EMPAT PULUH EMPAT

15.2K 1.8K 157
                                    

Minta tolong bantu inline typo-ku, dan banyak-banyak gomawo untuk doanya 🌼

*

*

*

*

*

Aku beranjak dari meja makan saat mendengar kalau Ken baru pulang. Aku berdiri, kemudian berjalan menuju ruang tengah sebelum Ken lebih dulu naik ke kamarnya.

"Ken!" panggilku padanya yang sudah di ujung tangga. Dia menoleh padaku.

"Ma?" dia menampakkan wajah bingungnya, berjalan mendekati diriku dan menyalami tanganku "Mama kok disini?" tanyanya.

Aku mengangguk, mengelus pundaknya setelah tanganku disalami olehnya "Mama nginep malam ini" jawabku.

Dia ber-oh saja "udah dari tadi?" tanyanya lagi.

"Dari siang, Opa habis collapse" terangku pada Ken.

Ia tampak terkejut mendengarnya, "terus sekarang Opa gimana?" tanyanya langsung.

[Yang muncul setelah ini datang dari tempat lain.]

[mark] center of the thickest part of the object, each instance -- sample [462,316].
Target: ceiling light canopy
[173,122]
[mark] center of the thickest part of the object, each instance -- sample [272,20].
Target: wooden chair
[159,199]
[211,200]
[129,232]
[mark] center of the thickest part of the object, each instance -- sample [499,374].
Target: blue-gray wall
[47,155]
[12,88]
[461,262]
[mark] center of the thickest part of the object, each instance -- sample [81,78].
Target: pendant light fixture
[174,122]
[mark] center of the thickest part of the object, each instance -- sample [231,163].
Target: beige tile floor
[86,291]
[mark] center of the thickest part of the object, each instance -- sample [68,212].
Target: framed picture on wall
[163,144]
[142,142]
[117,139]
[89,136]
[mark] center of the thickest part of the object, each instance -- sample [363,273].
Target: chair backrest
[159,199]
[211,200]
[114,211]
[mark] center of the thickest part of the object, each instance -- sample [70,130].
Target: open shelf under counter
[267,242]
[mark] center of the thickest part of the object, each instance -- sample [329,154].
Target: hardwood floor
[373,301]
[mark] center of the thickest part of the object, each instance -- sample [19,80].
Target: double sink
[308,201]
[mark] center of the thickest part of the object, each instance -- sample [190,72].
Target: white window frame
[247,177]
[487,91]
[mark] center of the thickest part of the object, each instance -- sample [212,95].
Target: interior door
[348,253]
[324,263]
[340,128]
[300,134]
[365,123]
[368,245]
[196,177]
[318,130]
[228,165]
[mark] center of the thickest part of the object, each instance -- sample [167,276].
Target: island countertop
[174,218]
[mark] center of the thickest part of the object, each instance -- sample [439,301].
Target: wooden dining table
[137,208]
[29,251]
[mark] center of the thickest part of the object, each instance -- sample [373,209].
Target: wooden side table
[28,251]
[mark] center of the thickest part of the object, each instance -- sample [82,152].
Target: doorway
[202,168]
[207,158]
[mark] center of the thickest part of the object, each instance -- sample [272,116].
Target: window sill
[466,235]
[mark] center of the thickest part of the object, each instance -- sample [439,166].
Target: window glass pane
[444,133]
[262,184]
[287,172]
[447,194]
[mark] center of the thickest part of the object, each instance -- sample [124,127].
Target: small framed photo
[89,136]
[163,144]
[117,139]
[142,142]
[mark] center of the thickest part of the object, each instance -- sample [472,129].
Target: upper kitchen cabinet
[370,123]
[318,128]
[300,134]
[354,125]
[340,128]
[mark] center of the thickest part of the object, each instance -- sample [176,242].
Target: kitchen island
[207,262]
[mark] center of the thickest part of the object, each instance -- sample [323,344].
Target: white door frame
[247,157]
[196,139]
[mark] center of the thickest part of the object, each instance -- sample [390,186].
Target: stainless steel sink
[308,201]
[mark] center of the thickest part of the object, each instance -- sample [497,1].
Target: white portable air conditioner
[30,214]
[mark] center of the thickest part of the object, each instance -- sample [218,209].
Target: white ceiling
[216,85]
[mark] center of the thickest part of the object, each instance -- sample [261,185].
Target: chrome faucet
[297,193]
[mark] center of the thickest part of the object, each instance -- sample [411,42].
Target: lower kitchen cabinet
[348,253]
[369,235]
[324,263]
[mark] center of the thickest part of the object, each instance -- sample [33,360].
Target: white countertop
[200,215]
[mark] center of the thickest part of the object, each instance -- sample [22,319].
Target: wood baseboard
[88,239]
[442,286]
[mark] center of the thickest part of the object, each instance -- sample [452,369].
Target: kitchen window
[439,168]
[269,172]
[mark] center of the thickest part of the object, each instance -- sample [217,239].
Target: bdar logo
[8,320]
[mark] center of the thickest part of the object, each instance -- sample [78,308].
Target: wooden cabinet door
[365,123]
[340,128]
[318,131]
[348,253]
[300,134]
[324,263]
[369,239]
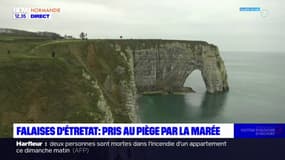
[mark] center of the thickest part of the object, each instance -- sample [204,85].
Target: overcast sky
[216,21]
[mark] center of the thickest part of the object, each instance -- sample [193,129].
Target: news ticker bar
[148,130]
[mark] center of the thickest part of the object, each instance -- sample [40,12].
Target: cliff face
[166,65]
[96,80]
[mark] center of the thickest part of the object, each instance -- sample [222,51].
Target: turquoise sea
[257,86]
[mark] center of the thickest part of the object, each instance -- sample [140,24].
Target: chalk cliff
[96,80]
[164,65]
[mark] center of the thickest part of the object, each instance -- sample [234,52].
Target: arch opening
[195,81]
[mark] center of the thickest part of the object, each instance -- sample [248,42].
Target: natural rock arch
[195,81]
[165,66]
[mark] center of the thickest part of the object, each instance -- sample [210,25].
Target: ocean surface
[257,94]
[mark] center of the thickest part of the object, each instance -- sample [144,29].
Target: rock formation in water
[96,80]
[165,65]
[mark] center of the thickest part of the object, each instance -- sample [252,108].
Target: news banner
[140,141]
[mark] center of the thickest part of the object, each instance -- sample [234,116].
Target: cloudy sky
[216,21]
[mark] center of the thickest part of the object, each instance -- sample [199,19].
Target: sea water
[257,85]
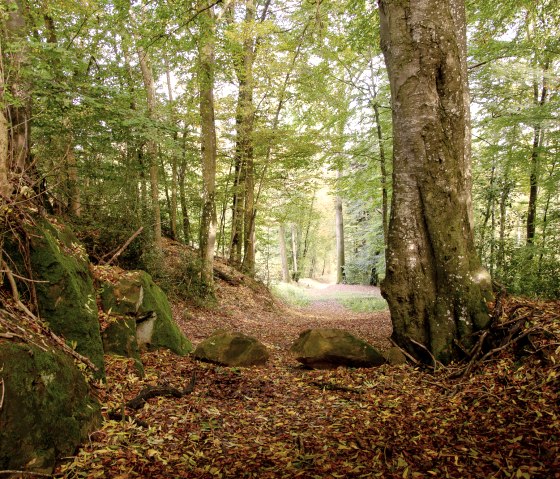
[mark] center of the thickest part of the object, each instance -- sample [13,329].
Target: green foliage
[365,305]
[291,294]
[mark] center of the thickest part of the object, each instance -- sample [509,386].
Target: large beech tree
[435,285]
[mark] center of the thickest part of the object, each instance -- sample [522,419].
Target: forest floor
[282,421]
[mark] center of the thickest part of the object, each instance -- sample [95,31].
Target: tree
[435,285]
[208,221]
[17,110]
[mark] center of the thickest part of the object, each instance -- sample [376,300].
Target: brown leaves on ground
[280,421]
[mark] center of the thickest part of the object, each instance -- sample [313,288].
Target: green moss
[65,293]
[47,409]
[137,294]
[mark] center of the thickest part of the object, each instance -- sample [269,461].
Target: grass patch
[364,305]
[290,294]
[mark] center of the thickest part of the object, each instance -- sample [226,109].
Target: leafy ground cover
[281,421]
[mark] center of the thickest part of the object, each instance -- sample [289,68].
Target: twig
[475,351]
[11,336]
[56,338]
[504,346]
[406,353]
[124,246]
[11,280]
[24,473]
[335,387]
[435,361]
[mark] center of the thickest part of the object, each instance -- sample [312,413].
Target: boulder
[395,357]
[119,338]
[329,348]
[135,295]
[231,349]
[47,409]
[64,287]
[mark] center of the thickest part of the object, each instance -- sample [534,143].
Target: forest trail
[329,297]
[282,421]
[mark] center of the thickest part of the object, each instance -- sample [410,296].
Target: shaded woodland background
[302,116]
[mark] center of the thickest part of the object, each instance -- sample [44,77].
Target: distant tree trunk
[283,254]
[382,156]
[151,146]
[74,196]
[384,177]
[18,112]
[182,174]
[65,141]
[435,285]
[295,272]
[340,262]
[208,221]
[5,188]
[173,207]
[538,134]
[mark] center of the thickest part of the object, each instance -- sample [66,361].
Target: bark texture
[340,276]
[18,112]
[208,221]
[283,254]
[151,147]
[435,285]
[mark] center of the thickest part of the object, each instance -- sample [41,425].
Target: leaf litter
[282,421]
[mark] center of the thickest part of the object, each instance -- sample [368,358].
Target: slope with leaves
[283,421]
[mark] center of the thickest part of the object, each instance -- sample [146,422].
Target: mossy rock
[137,295]
[65,291]
[231,349]
[330,348]
[47,409]
[119,338]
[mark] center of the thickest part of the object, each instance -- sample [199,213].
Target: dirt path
[326,298]
[281,421]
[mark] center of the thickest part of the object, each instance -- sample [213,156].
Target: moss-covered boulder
[47,410]
[330,348]
[395,357]
[231,349]
[136,295]
[64,287]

"Udah nggak papa, lagi istirahat sama Oma" jelasku lagi padanya "duduk dulu, Mama mau bicara" ajakku padanya sambil berjalan menuju sofa di ruang tamu.

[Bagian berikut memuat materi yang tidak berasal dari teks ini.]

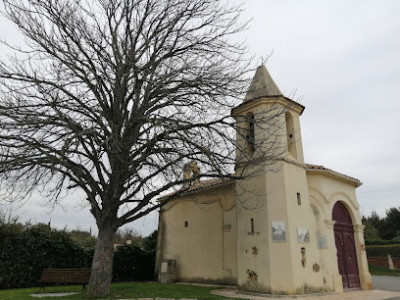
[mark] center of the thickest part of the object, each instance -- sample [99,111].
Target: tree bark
[101,275]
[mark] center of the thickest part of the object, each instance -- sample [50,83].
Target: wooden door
[345,247]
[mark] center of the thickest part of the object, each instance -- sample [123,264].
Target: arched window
[250,139]
[291,138]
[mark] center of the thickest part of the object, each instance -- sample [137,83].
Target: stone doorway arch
[345,247]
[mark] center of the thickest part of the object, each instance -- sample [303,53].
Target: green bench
[77,275]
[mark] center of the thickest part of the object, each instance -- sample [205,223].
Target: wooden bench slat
[73,275]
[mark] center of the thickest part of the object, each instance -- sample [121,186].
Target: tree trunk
[100,278]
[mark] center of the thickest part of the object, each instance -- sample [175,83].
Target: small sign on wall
[278,231]
[303,235]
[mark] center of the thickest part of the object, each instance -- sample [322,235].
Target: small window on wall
[298,199]
[250,138]
[291,139]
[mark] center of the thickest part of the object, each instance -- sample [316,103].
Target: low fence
[384,255]
[383,262]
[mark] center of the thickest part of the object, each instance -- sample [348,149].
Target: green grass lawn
[122,290]
[374,270]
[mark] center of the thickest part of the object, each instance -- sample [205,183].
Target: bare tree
[114,98]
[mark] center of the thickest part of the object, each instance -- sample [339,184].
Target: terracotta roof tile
[312,167]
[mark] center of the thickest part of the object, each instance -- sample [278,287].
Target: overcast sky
[342,59]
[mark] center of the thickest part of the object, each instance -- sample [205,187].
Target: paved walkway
[388,283]
[353,295]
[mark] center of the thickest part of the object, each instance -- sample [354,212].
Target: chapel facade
[288,228]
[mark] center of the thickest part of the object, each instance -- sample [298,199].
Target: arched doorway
[345,246]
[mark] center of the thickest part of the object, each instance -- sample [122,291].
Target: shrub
[383,251]
[133,263]
[23,256]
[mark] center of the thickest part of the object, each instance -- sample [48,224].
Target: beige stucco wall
[219,243]
[205,250]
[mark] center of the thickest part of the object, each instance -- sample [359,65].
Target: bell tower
[272,199]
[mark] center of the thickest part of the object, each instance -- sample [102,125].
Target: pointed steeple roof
[262,85]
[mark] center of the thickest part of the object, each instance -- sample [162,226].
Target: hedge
[381,242]
[383,251]
[24,255]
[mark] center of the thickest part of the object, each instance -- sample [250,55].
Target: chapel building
[288,228]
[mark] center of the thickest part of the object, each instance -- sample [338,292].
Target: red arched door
[345,246]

Dia mengikuti ajakkanku untuk duduk di sofa, ia duduk di single sofa di sampingku.

"Dari mana aja?" tanyaku saat ia baru menempelkan bokongnya ke sofa.

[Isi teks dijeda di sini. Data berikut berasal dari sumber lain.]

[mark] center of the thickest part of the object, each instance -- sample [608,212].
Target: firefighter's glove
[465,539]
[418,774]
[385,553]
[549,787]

"Main" jawabnya singkat padat jelas. Mau apa lagi selain main, dia juga belum boleh untuk ke sekolah. Kesenengan pasti.

"Mama telfon nggak bisa, kenapa?"

"Lowbat-low battery Ma, nggak bawa power bank juga" jelasnya.

"Kapan-kapan jangan sampai mati hand phone-nya, kalau kita lagi butuh terus kamu nggak bisa dihubungi gimana" nasihatku padanya. Bukan apa-apa, hanya jaga-jaga saja kalau memang saat itu kami memperlukan dia. Sedia payung sebelum hujan saja.

"Iya Ma, maaf, nggak sengaja juga" katanya merasa bersalah. Dia sedikit menunduk saat berbicara.

"Masih marah ke Mama sama Papa?" tanyaku to the point.

Dia mendongakkan kepalanya melihat diriku. Aku menyenderkan tubuhku ke punggung sofa, mencoba santai mendengarkan jawaban yang akan Ken katakan. Dia menegakkan tubuhnya, masih melihat diriku. Menyugar rambutnya yang mulai panjang.

Ken menggeleng "nggak, Ken nggak marah" katanya dengan mata yang melihat ke arah lain bukan padaku.

"Beneran? Terus ngapain kabur dari rumah" tanyaku lebih kepada menginterogasi dirinya.

"Iya" dia meyakinkan diriku "biasa, kesel aja."

"Kesel gimana?" pancingku, supaya ia lebih terbuka untuk cerita padaku.

Dia menatapku tidak suka, ia tidak segera menjawab "ya gitu."

"Gitu gimana?"

"Gitulah, Mama nggak tahu."

"Ya gimana mau tau, kamu nggak cerita."

"Yaudah, nggak usah" tolakknya kekeuh tidak mau memberitahu apa yang ia rasakan.

"Yaudah, Mama nggak maksa kamu cerita, tapi Mama cuma mau bilang, kalau kabur-kaburan itu nggak selesain masalah, kamu harus bilang ke Mama atau ke Papa biar kita paham apa yang kamu rasain, apa yang terjadi, biar Papa nggak marah kayak kemarin ke kamu" nasihatku.

Sekali dayung dua tiga pulau terlampau. Kalimat itu juga aku tujukan pada diriku sendiri. Aku juga harus sadar diri, kalau kabur-kaburan dari Mas Garin bukan hal tepat untuk menyelesaikan masalah. Kami akan sama-sama terhanyut dalam pikiran masing-masing dan tidak akan menunjukkan ujungnya.